Hani tidak bisa lari lagi. Percuma menarik kata-kata yang sudah terucap. Seminggu lagi hidupnya akan berubah. Ia akan berusaha menumbuhkan rasa agar tidak lama-lama menyiksa laki-laki itu. Lagi pula, Dika pria yang baik, sangat menyayangi ibunya. Hani yakin kelak Dika juga akan menyayanginya.

Ponsel di tangan menarik perhatian perempuan itu. Hani membuka akun Instagram dan unggahan dari Pram yang terlihat di beranda. Di foto tersebut, Pram mengenakan jas hitam dengan setangkai mawar di bagian sakunya. Tangannya menggandeng Kirana yang memakai gaun berwarna senada dengan jas lelaki itu.

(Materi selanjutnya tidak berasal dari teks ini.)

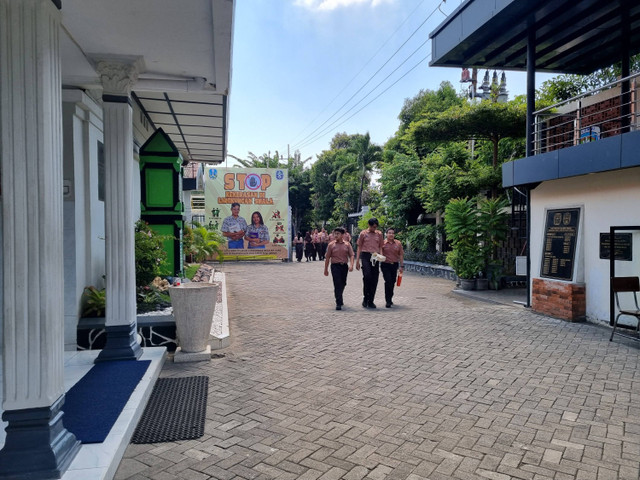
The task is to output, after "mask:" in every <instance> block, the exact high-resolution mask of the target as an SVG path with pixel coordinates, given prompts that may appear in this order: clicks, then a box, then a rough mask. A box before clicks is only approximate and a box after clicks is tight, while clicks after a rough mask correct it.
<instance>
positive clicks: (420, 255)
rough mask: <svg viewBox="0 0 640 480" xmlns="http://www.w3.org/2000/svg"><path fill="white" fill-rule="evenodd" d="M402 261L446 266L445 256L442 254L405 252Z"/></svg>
mask: <svg viewBox="0 0 640 480" xmlns="http://www.w3.org/2000/svg"><path fill="white" fill-rule="evenodd" d="M404 259H405V260H408V261H413V262H421V263H431V264H434V265H448V264H447V255H446V254H445V253H442V252H420V251H414V250H406V251H405V252H404Z"/></svg>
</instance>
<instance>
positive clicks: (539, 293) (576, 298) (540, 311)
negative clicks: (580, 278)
mask: <svg viewBox="0 0 640 480" xmlns="http://www.w3.org/2000/svg"><path fill="white" fill-rule="evenodd" d="M531 308H532V309H533V310H534V311H536V312H540V313H543V314H545V315H549V316H551V317H556V318H561V319H563V320H569V321H570V322H580V321H583V320H584V319H585V315H586V311H587V301H586V289H585V285H584V283H566V282H559V281H556V280H549V279H544V278H534V279H533V292H532V295H531Z"/></svg>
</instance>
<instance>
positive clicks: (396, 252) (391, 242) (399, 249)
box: [382, 239, 404, 263]
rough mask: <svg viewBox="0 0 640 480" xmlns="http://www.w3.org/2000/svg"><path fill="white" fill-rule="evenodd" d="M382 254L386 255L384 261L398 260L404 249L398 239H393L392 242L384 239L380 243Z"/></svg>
mask: <svg viewBox="0 0 640 480" xmlns="http://www.w3.org/2000/svg"><path fill="white" fill-rule="evenodd" d="M382 254H383V255H384V256H385V257H387V260H386V263H396V262H399V261H400V260H401V259H402V258H403V256H404V249H403V248H402V243H400V240H396V239H394V240H393V242H390V241H389V240H385V241H384V244H383V245H382Z"/></svg>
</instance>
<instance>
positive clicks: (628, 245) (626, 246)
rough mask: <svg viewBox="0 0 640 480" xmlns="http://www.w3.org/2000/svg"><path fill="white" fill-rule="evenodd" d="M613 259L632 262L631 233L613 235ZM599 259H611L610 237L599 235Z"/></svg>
mask: <svg viewBox="0 0 640 480" xmlns="http://www.w3.org/2000/svg"><path fill="white" fill-rule="evenodd" d="M613 238H614V245H615V248H614V259H615V260H622V261H626V262H630V261H632V260H633V235H632V234H631V233H616V234H614V237H613ZM600 258H602V259H605V260H609V258H611V235H610V234H609V233H601V234H600Z"/></svg>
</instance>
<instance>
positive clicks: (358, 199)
mask: <svg viewBox="0 0 640 480" xmlns="http://www.w3.org/2000/svg"><path fill="white" fill-rule="evenodd" d="M366 172H367V170H366V167H365V166H364V165H363V166H362V179H361V180H360V195H358V208H357V210H356V212H359V211H360V207H362V191H363V190H364V177H365V175H366Z"/></svg>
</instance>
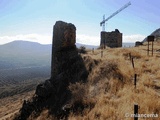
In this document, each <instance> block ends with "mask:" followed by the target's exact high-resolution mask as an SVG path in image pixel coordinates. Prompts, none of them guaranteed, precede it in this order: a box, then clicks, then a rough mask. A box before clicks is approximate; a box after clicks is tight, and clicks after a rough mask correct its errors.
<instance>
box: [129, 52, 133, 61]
mask: <svg viewBox="0 0 160 120" xmlns="http://www.w3.org/2000/svg"><path fill="white" fill-rule="evenodd" d="M129 59H130V61H131V60H132V56H131V53H129Z"/></svg>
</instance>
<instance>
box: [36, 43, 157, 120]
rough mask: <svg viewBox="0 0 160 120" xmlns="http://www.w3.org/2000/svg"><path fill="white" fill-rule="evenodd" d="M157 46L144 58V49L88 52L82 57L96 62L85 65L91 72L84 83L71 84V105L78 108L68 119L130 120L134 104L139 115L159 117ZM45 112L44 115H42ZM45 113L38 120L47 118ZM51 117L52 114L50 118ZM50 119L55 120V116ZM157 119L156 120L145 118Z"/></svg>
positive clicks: (87, 68)
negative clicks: (91, 58)
mask: <svg viewBox="0 0 160 120" xmlns="http://www.w3.org/2000/svg"><path fill="white" fill-rule="evenodd" d="M159 47H160V43H158V42H157V43H156V46H155V47H154V56H153V57H152V56H151V55H150V56H147V46H146V44H144V45H143V46H140V47H133V48H116V49H110V48H107V49H105V50H103V54H104V55H103V58H101V50H95V51H94V53H93V52H92V51H91V52H88V53H87V54H85V55H82V56H83V57H86V56H90V57H91V58H92V59H91V61H92V60H96V61H98V64H96V65H95V66H94V65H93V64H88V66H87V65H86V68H87V69H89V67H90V65H92V68H93V69H92V70H91V71H90V75H89V78H88V82H87V83H85V84H84V83H76V84H71V85H70V86H69V89H70V90H71V92H72V101H71V103H72V105H73V106H76V105H77V104H79V105H80V107H79V109H78V110H77V111H74V110H73V111H71V112H70V114H69V117H68V119H69V120H82V119H83V120H88V119H89V120H94V119H100V120H117V119H122V120H125V119H126V120H129V119H130V120H132V119H133V118H131V117H129V118H127V117H125V115H126V114H127V113H128V114H133V113H134V104H135V103H137V104H138V105H139V106H140V108H139V114H153V113H154V114H158V115H160V66H159V65H160V60H159V58H160V53H159V52H157V49H159ZM129 53H130V54H131V56H132V57H133V60H134V65H135V68H133V67H132V64H131V60H130V57H129ZM134 74H137V75H138V78H137V86H136V89H135V86H134ZM44 113H45V114H44ZM48 115H49V113H48V112H47V110H44V111H43V113H42V114H41V116H39V117H38V119H43V118H44V116H45V117H47V116H48ZM49 116H50V117H49V118H51V117H52V115H49ZM52 119H55V118H54V117H53V118H52ZM148 119H154V120H158V119H159V117H158V118H148Z"/></svg>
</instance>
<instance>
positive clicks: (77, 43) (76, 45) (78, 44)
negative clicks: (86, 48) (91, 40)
mask: <svg viewBox="0 0 160 120" xmlns="http://www.w3.org/2000/svg"><path fill="white" fill-rule="evenodd" d="M76 46H77V48H79V47H81V46H85V47H86V48H88V49H92V48H94V49H96V48H98V47H99V46H95V45H85V44H81V43H76Z"/></svg>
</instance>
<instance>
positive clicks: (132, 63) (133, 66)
mask: <svg viewBox="0 0 160 120" xmlns="http://www.w3.org/2000/svg"><path fill="white" fill-rule="evenodd" d="M132 66H133V68H134V60H133V57H132Z"/></svg>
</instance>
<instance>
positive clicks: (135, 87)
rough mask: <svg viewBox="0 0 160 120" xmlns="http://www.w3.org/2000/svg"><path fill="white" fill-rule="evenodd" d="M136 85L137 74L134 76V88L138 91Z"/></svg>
mask: <svg viewBox="0 0 160 120" xmlns="http://www.w3.org/2000/svg"><path fill="white" fill-rule="evenodd" d="M136 85H137V74H134V86H135V89H136Z"/></svg>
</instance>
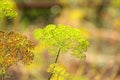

Mereka bisa tersenyum lepas hingga tidak sadar di sini ada hati yang lukanya kembali mengelupas.

Cairan bening itu datang tanpa diundang. Hani ingat betul konsep di pernikahan Pram berasal dari kepalanya. Kenapa Pram begitu tega menggunakan ide Hani untuk menikahi perempuan lain? Apa otaknya tidak cukup untuk berpikir konsep yang lain? Oh, Hani lupa. Otak Pram, kan, sudah digunakan untuk menyusun rencana meruntuhkan Hani. Tidak ada waktu untuk memikirkan hal penting seperti persiapan pernikahannya.

Buru-buru Hani menghapus air matanya. Kemudian jarinya beralih ke profil Pram, menekan pilihan 'berhenti mengikuti' tanpa berpikir panjang. Kata Ayu dengan meninggalkan jejak laki-laki itu, perlahan Hani bisa melupakannya. Hani akan mencoba melakukan itu. Pertama, tidak ada ikatan pertemanan di media sosial. Kedua, Hani menghapus satu per satu foto kebersamaannya dengan Pram. Masih berat, Hani hanya menghapus sebagian.

Seminggu lagi Hani akan berubah status dengan laki-laki yang sudah mengenalnya belasan tahun. Hani akan mencoba mengemban peran itu dengan baik meskipun di hatinya masih tersisa nama Pram.